JOL Press : Y a-t-il eu d’autres dysfonctionnements dans l’affaire ?
 

Charles de Courson : Les réunions du 5 décembre 2012 et du 16 janvier 2013 à l’Elysées nous ont été dissimulées. Pire, Pierre Moscovici, devant la commission des Finances, a affirmé que le président n’avait jamais eu aucun rôle dans toutes ces affaires. C’est faux.

Le 5 décembre, a eu lieu à l’Elysée une réunion pendant laquelle le président dit à Jérôme Cahuzac : « Si tu es innocent, obtiens un certificat de non-détention de compte à UBS. » Jérôme Cahuzac ne se souvient pas de cette réunion. Il y était pourtant avec le président et le Premier ministre. Il nous a dit cependant qu’il avait fait des démarches pour obtenir ces certificats d’UBS. UBS a refusé avant Noël. Mais Jérôme Cahuzac s’est bien gardé d’en parler à François Hollande, Jean-Marc Ayrault ou Pierre Moscovici. Il a continué à faire croire aux autres membres du gouvernement qu’il était en négociation avec UBS. En fait, il n’avait plus de compte chez UBS depuis 2006, tout avait été transféré à la banque suisse Reyl.

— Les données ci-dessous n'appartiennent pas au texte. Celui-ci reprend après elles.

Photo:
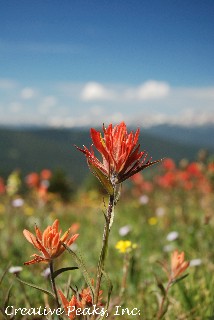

Le 16 janvier, une seconde réunion a eu lieu, en présence cette fois-ci de Pierre Moscovici qui a cherché à nous dissimuler cette réunion. On nous avait affirmé que depuis le 10 décembre, Jérôme Cahuzac ne s’occupait plus de son dossier fiscal, mais que Pierre Moscovici avait pris le relais. Alors on est étonné de découvrir que Jérôme Cahuzac a été associé à cette réunion, pire, il intervient pour demander l’élargissement de la période pendant laquelle on va interroger l’administration fiscale helvétique, puisque dans la convention franco-helvétique on ne peut faire de recherches que sur la période 2010, 2011, 2012. Jérome Cahuzac suggère donc, pour preuve de sa bonne foi, d’élargir les recherches sur la période 2006, 2009. C’est juridiquement possible mais l’argent ayant été transféré avant 2006, il ne prenait aucun risque.

Cette fameuse décision du 16 janvier a été une catastrophe. Une enquête préliminaire pour blanchiment de fraude fiscale a été ouverte, le 8 janvier, par le parquet de Paris pour vérifier si Jérome Cahuzac a détenu un compte en Suisse et le 16, on décide de saisir l’administration fiscale helvétique. Et ce qui n’est pas dit, c’est que la réponse que Pierre Moscovici attend est soumise au secret fiscal, or l’information sort dans la presse : Jérôme Cahuzac est innocent, il n’a pas détenu de compte chez UBS de 2006 à 2012. Qui a parlé ? On l’ignore, mais c’est un dysfonctionnement complet de l’Etat. On peut même parler de tentative de mensonge d’Etat.

JOL press : On parle aussi de dysfonctionnement des services fiscaux français…
 

Charles de Courson : Il y a eu deux dysfonctionnements qui ne sont pas de la responsabilité actuelle puisqu’ils remontent à 2001 et à 2008. Les services fiscaux, à deux reprises, ont eu des informations quant à la détention par Jérôme Cahuzac d’un compte en Suisse. Les deux fois, ces informations n’ont pas débouché. La première fois, à Bordeaux, le chef du bureau n’en a même pas informé son supérieur hiérarchique que nous avons auditionné ; la deuxième fois, l’information est montée jusqu’à Paris, à la direction générale, mais les deux directeurs successifs n’étaient pas au courant. Ces services ont été depuis sanctionnés.